Example 10-4. RDQL query to find dc:subject in RDF/XML document
uri: http://burningbird.net/articles/monsters1.rdf
query: SELECT ?subject
            WHERE (?x, <dc:subject>, ?subject)
            USING dc FOR <http://purl.org/dc/elements/1.1/>
result: subject

Comparing this with the SquishQL example shows that both are basically the same with minor syntactic differences. When the form is submitted and the query processed, the results returned are exactly the same, too.

Another slightly more complicated query is shown in Example 10-5, which demonstrates traversing two arcs in order to find a specific value.

Example 10-5. More complex query traversing two arcs
SELECT ?value
WHERE (?resource, <rdf:type>, <pstcn:Movement>),
(?resource, <pstcn:reason>, ?value)
USING pstcn FOR<http://burningbird.net/postcon/elements/1.0/>,
      rdf FOR <http://www.w3.org/1999/02/22-rdf-syntax-ns#>

Notice that object values that are resources are treated the same as the subject and predicate values, with angle brackets around the URI (or the QName). The only type of value that doesn't have angle brackets is literals.

A slightly more complicated query more fully demonstrates the filtering capability of the triple pattern. To better understand how this query works, take a look at the N-Triples of the statements of the subgraph from the monsters1.rdf example:

<http://burningbird.net/articles/monsters1.htm> <http://www.w3.org/1999/02/22-rdf-
syntax-ns#type> <http://burningbird.net/postcon/elements/1.0/Resource> .
<http://burningbird.net/articles/monsters1.htm> <http://burningbird.net/postcon/
elements/1.0/presentation> _:jARP10030 .
_:jARP10030 <http://burningbird.net/postcon/elements/1.0/requires> _:jARP10032 .
_:jARP10032 <http://burningbird.net/postcon/elements/1.0/type> "logo" .
_:jARP10032 <http://www.w3.org/1999/02/22-rdf-syntax-ns#value> "http://burningbird.
net/mm/dynamicearth.jpg" .
_:jARP10030 <http://burningbird.net/postcon/elements/1.0/requires> _:jARP10031 .
_:jARP10031 <http://burningbird.net/postcon/elements/1.0/type> "stylesheet" .
_:jARP10031 <http://www.w3.org/1999/02/22-rdf-syntax-ns#value> "http://burningbird.
net/de.css" .

These are the statements we'll be querying with the code shown in Example 10-6. Within the query, the pstcn:presentation arc is followed from the main resource (monsters1.htm) to get the object/resource for it (a blank node). Then, the pstcn:requires predicate arc is followed to get the two required presentation bnodes. However, we're interested only in the one whose pstcn:type is "stylesheet". Once we have that, then we'll access the value of the stylesheet. The path I just highlighted in the text is also highlighted in the example.

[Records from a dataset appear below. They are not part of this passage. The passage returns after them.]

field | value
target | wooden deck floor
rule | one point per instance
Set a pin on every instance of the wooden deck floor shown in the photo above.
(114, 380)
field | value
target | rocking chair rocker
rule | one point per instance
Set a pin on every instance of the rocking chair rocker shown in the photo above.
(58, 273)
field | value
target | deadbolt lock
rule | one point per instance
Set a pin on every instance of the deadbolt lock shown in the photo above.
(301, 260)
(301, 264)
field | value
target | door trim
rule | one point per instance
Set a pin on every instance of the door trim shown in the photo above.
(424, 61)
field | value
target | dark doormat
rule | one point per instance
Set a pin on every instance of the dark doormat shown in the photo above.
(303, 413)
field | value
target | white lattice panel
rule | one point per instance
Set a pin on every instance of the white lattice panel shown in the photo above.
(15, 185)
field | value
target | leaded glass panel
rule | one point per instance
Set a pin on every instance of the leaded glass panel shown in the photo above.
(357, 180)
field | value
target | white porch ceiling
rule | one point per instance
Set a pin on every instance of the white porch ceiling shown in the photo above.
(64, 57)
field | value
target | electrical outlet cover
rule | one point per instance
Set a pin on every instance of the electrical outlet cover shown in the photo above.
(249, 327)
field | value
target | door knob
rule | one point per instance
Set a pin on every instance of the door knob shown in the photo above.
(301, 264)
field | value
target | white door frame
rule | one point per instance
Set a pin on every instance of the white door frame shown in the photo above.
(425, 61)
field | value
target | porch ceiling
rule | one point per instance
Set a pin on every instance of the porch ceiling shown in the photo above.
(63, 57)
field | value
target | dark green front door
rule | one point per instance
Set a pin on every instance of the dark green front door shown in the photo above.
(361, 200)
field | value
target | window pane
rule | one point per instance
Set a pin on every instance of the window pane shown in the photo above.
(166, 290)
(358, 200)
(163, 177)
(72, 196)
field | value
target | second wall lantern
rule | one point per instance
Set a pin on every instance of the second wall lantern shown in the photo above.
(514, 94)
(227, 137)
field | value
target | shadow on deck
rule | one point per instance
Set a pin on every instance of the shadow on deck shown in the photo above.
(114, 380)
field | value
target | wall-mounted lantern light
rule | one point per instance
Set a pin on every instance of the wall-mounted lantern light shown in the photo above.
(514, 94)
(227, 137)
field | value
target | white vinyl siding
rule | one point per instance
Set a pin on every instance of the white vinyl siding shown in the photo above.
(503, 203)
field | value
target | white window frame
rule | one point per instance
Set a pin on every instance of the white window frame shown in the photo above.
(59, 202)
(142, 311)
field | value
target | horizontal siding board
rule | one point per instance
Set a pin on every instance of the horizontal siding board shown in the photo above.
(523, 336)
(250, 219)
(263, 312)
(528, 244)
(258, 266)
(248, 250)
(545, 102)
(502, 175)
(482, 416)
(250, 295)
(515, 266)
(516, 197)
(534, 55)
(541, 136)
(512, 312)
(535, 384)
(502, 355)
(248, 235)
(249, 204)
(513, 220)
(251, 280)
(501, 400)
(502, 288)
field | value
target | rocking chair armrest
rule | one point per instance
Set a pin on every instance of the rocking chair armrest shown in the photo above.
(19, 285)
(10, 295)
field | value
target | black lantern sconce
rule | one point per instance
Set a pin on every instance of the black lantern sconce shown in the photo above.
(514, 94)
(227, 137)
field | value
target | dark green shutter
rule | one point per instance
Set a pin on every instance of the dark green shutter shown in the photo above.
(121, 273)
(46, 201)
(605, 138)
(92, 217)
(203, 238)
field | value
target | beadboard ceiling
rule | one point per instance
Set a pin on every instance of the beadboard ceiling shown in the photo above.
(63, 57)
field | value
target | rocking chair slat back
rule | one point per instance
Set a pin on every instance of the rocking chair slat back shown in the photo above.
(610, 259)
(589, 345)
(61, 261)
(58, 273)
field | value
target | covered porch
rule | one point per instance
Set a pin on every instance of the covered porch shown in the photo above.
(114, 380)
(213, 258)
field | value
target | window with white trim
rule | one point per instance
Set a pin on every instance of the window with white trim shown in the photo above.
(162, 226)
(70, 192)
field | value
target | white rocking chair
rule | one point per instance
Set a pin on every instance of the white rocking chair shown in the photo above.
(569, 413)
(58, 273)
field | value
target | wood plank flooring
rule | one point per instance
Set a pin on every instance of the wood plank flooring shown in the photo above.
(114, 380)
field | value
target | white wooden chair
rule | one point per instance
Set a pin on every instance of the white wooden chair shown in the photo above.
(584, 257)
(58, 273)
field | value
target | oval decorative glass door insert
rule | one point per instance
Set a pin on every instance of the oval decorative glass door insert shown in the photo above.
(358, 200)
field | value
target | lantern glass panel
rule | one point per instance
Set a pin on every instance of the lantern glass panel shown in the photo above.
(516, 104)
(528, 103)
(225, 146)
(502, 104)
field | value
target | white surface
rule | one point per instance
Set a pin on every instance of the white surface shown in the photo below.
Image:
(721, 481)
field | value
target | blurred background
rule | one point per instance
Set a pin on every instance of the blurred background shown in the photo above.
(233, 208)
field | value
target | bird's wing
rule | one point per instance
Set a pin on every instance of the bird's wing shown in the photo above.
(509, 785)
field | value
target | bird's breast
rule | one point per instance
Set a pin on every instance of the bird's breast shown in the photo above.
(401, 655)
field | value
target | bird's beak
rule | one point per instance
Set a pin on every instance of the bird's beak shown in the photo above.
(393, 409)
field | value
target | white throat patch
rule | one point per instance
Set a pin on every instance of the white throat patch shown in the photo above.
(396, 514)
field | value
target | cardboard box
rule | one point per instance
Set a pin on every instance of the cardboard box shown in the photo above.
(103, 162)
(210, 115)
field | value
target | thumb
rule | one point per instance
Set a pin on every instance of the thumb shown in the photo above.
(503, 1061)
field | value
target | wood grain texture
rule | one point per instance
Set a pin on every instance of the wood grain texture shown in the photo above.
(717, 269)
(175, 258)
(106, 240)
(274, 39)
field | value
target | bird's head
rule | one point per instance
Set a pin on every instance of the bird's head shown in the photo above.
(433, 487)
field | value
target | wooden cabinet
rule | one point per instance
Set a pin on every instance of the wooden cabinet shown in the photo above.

Example 10-6. Using triple pattern as a filter
SELECT ?value
WHERE (?x, <pstcn:presentation>, ?resource),
(?resource, <pstcn:requires>, ?resource2),
(?resource2, <pstcn:type>, "stylesheet"),
(?resource2, <rdf:value>, ?value)
USING pstcn FOR       <http://burningbird.net/postcon/elements/1.0/>,
      rdf FOR <http://www.w3.org/1999/02/22-rdf-syntax-ns#>

The result from running this query is:

http://burningbird.net/de.css

Exactly what we wanted to get.

I used a triple pattern to find the specific required presentation resource, rather than a conditional filter, because I wasn't going to be querying among the end values?I'm actually modifying the query within the path to the end statement. If I wanted to find specific values using a conditional filter, I would list triple patterns up until I returned all of the statements of interest and then use the filter on these statements to find specific values.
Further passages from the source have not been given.